Amata racconta due vite che si sfiorano senza incontrarsi, legate da fili invisibili e scelte capaci di cambiare un destino. Con uno sguardo intimo, sensuale e profondamente umano, Amata esplora attraverso il corpo e l’anima delle sue protagoniste cosa significa scegliere. e amare. Nunzia è una giovane studentessa fuori sede, schiacciata dal peso di una gravidanza segreta e non desiderata. In una realtà che la isola, si confronta con una decisione profonda e lacerante: custodire o rinunciare. Altrove, Maddalena e Luca abitano il vuoto lasciato da ciò che non arriva. Dopo un lungo percorso, una possibilità si affaccia nelle loro vite: delicata, luminosa, carica di attese. Amata è la storia incrociata di due donne, fragilità combattenti e potenti, che raccontano l’amore, la libertà e la maternità in molte delle sue forme. e di una terza donna, Margherita, la bambina, sospesa tra mondi diversi, portatrice silenziosa di un legame che unisce, senza che nessuno lo sappia
In Amata, Elisa Amoruso mette a nudo il paradosso della maternità attraverso due donne allo specchio: chi la desidera senza riuscirci e chi la ottiene senza volerla. Tra il diritto all'autodeterminazione e il dolore dell'attesa, il film esplora il contrasto tra classi sociali e la forza della solidarietà femminile. È un racconto intenso sulla ridefinizione della famiglia, dove il legame più profondo non nasce dal sangue, ma dalla scelta consapevole di accogliere e amare.

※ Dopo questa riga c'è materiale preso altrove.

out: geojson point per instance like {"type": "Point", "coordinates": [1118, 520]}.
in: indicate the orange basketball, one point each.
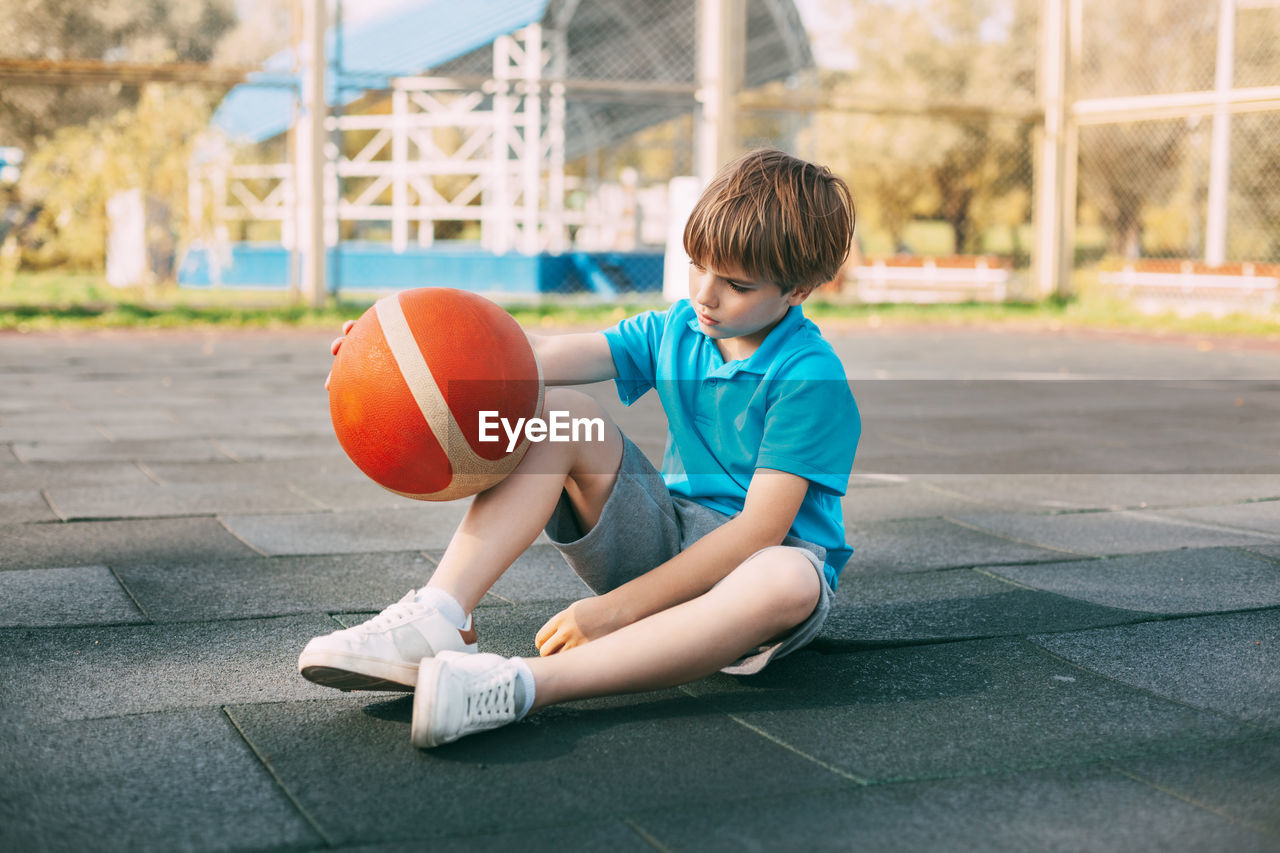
{"type": "Point", "coordinates": [411, 382]}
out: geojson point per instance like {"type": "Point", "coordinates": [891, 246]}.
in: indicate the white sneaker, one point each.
{"type": "Point", "coordinates": [461, 694]}
{"type": "Point", "coordinates": [384, 652]}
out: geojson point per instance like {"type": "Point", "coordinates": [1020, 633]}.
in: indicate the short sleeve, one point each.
{"type": "Point", "coordinates": [634, 343]}
{"type": "Point", "coordinates": [812, 423]}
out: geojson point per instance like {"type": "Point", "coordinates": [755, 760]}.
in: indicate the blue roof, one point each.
{"type": "Point", "coordinates": [408, 39]}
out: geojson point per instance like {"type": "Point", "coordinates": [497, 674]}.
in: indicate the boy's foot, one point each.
{"type": "Point", "coordinates": [384, 652]}
{"type": "Point", "coordinates": [461, 694]}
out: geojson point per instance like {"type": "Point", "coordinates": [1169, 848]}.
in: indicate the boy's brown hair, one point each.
{"type": "Point", "coordinates": [776, 217]}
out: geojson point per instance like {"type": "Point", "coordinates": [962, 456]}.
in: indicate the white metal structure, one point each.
{"type": "Point", "coordinates": [483, 150]}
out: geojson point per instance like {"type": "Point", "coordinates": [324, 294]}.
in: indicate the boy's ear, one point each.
{"type": "Point", "coordinates": [800, 293]}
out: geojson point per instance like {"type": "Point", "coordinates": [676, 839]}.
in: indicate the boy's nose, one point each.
{"type": "Point", "coordinates": [705, 292]}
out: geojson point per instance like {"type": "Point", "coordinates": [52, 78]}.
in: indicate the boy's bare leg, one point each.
{"type": "Point", "coordinates": [506, 519]}
{"type": "Point", "coordinates": [764, 597]}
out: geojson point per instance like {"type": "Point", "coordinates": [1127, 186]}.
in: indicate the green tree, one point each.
{"type": "Point", "coordinates": [949, 165]}
{"type": "Point", "coordinates": [72, 176]}
{"type": "Point", "coordinates": [115, 31]}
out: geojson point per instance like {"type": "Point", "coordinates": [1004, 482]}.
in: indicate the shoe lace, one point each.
{"type": "Point", "coordinates": [492, 701]}
{"type": "Point", "coordinates": [397, 612]}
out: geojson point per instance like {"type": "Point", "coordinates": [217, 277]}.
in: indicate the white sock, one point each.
{"type": "Point", "coordinates": [443, 602]}
{"type": "Point", "coordinates": [524, 687]}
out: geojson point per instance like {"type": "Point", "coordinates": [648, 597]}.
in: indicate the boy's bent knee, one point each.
{"type": "Point", "coordinates": [785, 579]}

Il film offre un'indagine delicata e visivamente ricercata sulla condizione femminile contemporanea, sorretta dalle interpretazioni intense di Miriam Leone e della rivelazione Tecla Insolia. La regia di Amoruso evita il sentimentalismo facile, preferendo un approccio intimo che scava nelle paure e nei desideri più profondi delle protagoniste.
Accolto con favore alla Mostra del Cinema di Venezia, il film è stato lodato per la capacità di intrecciare istanze sociali e dramma psicologico con eleganza formale. Sebbene parte della critica abbia rilevato una certa staticità nel ritmo narrativo, il consenso si è concentrato sulla sensibilità del tocco registico e sulla forza emotiva del finale.